Rescue efforts struggled to get into full swing following the quake, with electricity cut off as darkness fell on the towns and villages on the barren Anatolian steppe near the border with Iran.
Survivors and emergency service workers searched frantically through broken concrete, using hands, shovels and torches or working under floodlights powered by mobile generators.
Prime Minister Tayyip Erdogan said there were an unknown number of people unaccounted for under the collapsed buildings of the stricken towns, and he feared the worst for villagers living in outlying rural areas, who had still to be reached.
"Because the buildings are made of adobe, they are more vulnerable to quakes. I must say that almost all buildings in such villages are destroyed," Erdogan told a televised news conference in Van shortly after midnight on Sunday.
Scores of strong aftershocks have jolted the region in the hours since the quake struck on Sunday.
In Van, a bustling and ancient city on a lake ringed by snow-capped mountains and with a population of 1 million, cranes shifted rubble off a crumpled six-storey apartment block where bystanders said 70 people were trapped.
Erdogan visited Ercis earlier by helicopter to assess first hand the scale of the disaster. With 55 buildings flattened, including a student dormitory, the level of destruction in Ercis, a town of 100,000, was greater than in Van, where fewer came down.
"We don't know how many people are in the ruins of collapsed buildings, it would be wrong to give a number," he said.
Reuters television images from Ercis showed rescuers trying to clam one young boy, aged about 10, pinned beneath a concrete slab.
"Be patient, be patient," they pleaded as the boy whimpered.
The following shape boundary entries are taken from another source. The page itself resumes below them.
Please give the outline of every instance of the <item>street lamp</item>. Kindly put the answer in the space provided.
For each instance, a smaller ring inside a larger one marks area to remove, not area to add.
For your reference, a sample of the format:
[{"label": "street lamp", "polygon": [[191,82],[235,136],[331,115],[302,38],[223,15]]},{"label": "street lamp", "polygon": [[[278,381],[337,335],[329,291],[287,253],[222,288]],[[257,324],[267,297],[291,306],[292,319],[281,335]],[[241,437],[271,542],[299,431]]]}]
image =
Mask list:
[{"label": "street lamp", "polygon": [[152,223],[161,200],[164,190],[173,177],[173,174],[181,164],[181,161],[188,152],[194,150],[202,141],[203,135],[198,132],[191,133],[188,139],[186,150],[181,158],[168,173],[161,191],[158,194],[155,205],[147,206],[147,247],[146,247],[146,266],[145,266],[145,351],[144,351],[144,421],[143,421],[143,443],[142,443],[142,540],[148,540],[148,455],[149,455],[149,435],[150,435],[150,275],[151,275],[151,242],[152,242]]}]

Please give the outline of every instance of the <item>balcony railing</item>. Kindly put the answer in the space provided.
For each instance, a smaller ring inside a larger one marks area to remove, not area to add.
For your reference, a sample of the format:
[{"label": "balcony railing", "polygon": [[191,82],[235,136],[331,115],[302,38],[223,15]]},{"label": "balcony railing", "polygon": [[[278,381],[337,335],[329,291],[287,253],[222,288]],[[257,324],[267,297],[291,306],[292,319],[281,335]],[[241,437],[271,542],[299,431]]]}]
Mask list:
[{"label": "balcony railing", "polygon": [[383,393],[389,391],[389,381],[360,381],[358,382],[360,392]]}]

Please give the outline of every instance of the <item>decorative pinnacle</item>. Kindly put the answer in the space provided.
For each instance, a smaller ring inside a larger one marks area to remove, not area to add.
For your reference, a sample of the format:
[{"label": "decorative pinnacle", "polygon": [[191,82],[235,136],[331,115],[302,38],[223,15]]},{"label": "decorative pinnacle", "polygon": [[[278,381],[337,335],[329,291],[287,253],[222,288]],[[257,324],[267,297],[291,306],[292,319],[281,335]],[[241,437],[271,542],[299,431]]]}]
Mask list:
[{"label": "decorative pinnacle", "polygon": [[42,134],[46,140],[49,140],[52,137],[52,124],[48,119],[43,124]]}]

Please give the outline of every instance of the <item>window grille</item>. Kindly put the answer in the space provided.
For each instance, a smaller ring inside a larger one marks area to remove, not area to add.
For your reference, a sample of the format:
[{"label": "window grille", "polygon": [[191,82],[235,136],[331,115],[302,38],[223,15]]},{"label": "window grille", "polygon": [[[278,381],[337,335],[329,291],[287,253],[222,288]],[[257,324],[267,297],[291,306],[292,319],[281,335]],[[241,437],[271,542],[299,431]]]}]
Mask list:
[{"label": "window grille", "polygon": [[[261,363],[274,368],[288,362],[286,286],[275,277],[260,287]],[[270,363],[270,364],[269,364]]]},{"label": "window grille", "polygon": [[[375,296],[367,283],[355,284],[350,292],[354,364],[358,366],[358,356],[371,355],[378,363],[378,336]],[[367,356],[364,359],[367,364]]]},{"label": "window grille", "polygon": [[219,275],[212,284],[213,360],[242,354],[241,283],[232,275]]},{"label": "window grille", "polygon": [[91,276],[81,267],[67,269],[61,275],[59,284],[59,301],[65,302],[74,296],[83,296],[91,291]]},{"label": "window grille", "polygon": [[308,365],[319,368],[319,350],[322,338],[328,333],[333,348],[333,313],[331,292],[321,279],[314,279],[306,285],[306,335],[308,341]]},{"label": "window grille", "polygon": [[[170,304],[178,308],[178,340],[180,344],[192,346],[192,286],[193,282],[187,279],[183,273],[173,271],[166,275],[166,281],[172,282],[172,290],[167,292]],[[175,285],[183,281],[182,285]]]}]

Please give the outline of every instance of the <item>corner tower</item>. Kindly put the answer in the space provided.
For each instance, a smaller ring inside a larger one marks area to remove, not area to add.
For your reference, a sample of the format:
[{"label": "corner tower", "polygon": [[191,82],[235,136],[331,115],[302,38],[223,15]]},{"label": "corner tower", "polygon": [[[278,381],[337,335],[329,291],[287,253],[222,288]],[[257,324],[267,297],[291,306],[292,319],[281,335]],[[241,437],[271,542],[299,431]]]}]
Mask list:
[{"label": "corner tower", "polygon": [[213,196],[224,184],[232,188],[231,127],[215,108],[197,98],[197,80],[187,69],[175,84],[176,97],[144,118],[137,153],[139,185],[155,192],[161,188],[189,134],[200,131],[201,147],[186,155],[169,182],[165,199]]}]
The lifeless hand of an adult, with a wedding ring, was visible just a few centimeters (inches) in front of his face.
The military issued a statement saying two battalions had been sent to assist the relief operations.
Soldiers were deployed in the town to help rescuers and digging machines had also arrived to help. There was a constant wail of ambulance sirens ferrying the injured to hospitals.
Dogan news agency reported that 24 people were pulled from the rubble alive in the two hours after midnight.